Gebrauchtwagen sind 2019 wieder beliebter

Dass die Interessenten für ein Auto aktuell verstärkt zu Gebrauchtwagen greifen, geht aus Zahlen hervor, welche vom Zentralverband Deutsches Kraftfahrzeuggewerbe vorgelegt wurden.

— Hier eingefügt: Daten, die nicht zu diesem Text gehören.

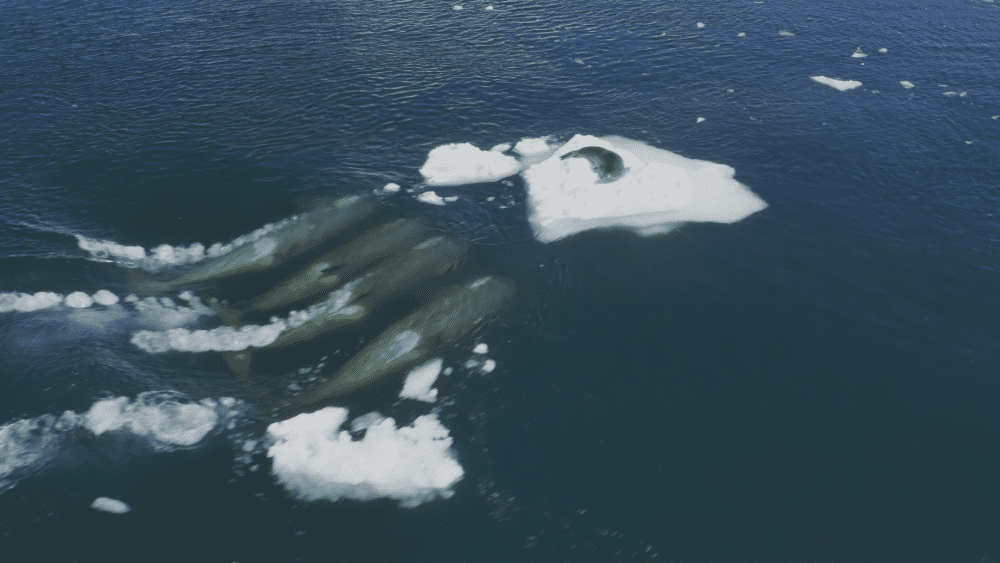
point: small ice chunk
(431, 198)
(79, 300)
(314, 459)
(419, 381)
(114, 506)
(841, 85)
(463, 163)
(526, 147)
(105, 297)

Nach diesen Zahlen zeigen sich derzeit gegenläufige Trends bei den Autokäufen. Die Zahl der Käufe von Gebrauchtwagen stieg im April 2019 im Vergleich zum April 2018 um rund 2,4 Prozent. Insgesamt wurden in Deutschland im April 2019 rund 634.100 gebrauchte Personenkraftwagen verkauft. Bei den Neuwagen wurden 310.700 Verkäufe registriert. Das entspricht gegenüber dem Vergleichszeitraum im Vorjahr einem Rückgang von 1,1 Prozent.

Welche Neuwagen und Gebrauchtwagen sind bei den Kunden beliebt?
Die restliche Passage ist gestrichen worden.